Examining the relationship between cancer rates and proximity to a nuclear power plant

Massachusetts Environmental Tracking Program Logo

What is the problem?

Franklin County residents expressed concern about the number of new cases of cancer in their towns because they are close to the Vermont Yankee Nuclear Power Plant. This plant is less than 5 miles from the Massachusetts state border.

Nuclear power plants produce ionizing radiation. Exposure to radiation has been associated with certain cancers such as bone, brain, central nervous system, thyroid, leukemia, and multiple myeloma.

What did Tracking do?

The tracking program reviewed available cancer data for five cancer types with possible associations to radiation. The data covered a span of 23 years for 17 Massachusetts communities located within a 20-mile radius of the power plant. They did not find any unusual patterns for cancer in Franklin County.

Improved public health

The Massachusetts Tracking Program used data from the state's tracking network to address community concerns about cancer risks. They shared their findings with the community in a report. Over time, the tracking program has noticed a decrease in the number of questions they receive related to this power plant. Because data are readily available on the tracking network, answering inquiries like this one take less time and resources. This ensures that public health responses are efficient and economical.

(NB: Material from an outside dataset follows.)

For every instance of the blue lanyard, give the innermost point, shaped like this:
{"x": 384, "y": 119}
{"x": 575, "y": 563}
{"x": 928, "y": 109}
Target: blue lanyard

Informing policymakers and protecting community health

Factory producing asphalt

What is the problem?

The Town of Norwood's Board of Health asked for help to decide whether to allow construction of a new asphalt plant within the town limits. Asphalt production releases several dangerous pollutants into the air. These pollutants are known to cause some cancers. For people living nearby, the pollutants might also aggravate respiratory conditions like asthma and chronic obstructive pulmonary disease.

What did Tracking do?

The Massachusetts Tracking Program looked at available state tracking data for childhood asthma and rates of asthma hospital stays. The tracking program also evaluated potential health outcome patterns related to emissions from the asphalt plant. The data showed that Norwood residents may be at higher risk of health problems from air pollutants compared with the rest of the state. The tracking program recommended that town leadership request additional information from the asphalt company. The program also encouraged the company to consider ways to reduce emissions.

Improved public health

Data from the state tracking network informed policymakers about the potential effects of asphalt production on public health. Ultimately, based in part on the data and recommendations provided by the Massachusetts Tracking Program, Norwood's zoning board denied the permit required for the asphalt plant.



Collaborating with federal agencies to improve public health

Soil with growing plants

What is the problem?

The U.S. Environmental Protection Agency (USEPA) asked the Massachusetts Tracking Program to evaluate lead levels in surface soil at the former Agawam Sportsman Club site. EPA wanted to find out whether the amount of lead in the soil posed a risk to young children or to others who used the area. High amounts of lead in surface soil can pose serious health concerns if exposures occur, especially to young children.

What did Tracking do?

The Massachusetts Tracking Program evaluated surface soil sampling results for the site. The tracking program also looked at available data on blood lead levels (BLLs) in children who lived or had lived near the site.

Lead was detected in the soil in amounts higher than EPA screening levels. But, the actual BLLs among the tested children were low. The tracking program also found that the number of cases of high BLLs in the area of the former sportsmen's club was similar to other parts of the town.

Improved public health

Though BLLs among children living near the site were not as high as expected, the EPA took action to reduce possible contact with the contaminated soil. Specifically, the EPA removed soil where needed and installed soil-erosion control devices next to a nearby stream.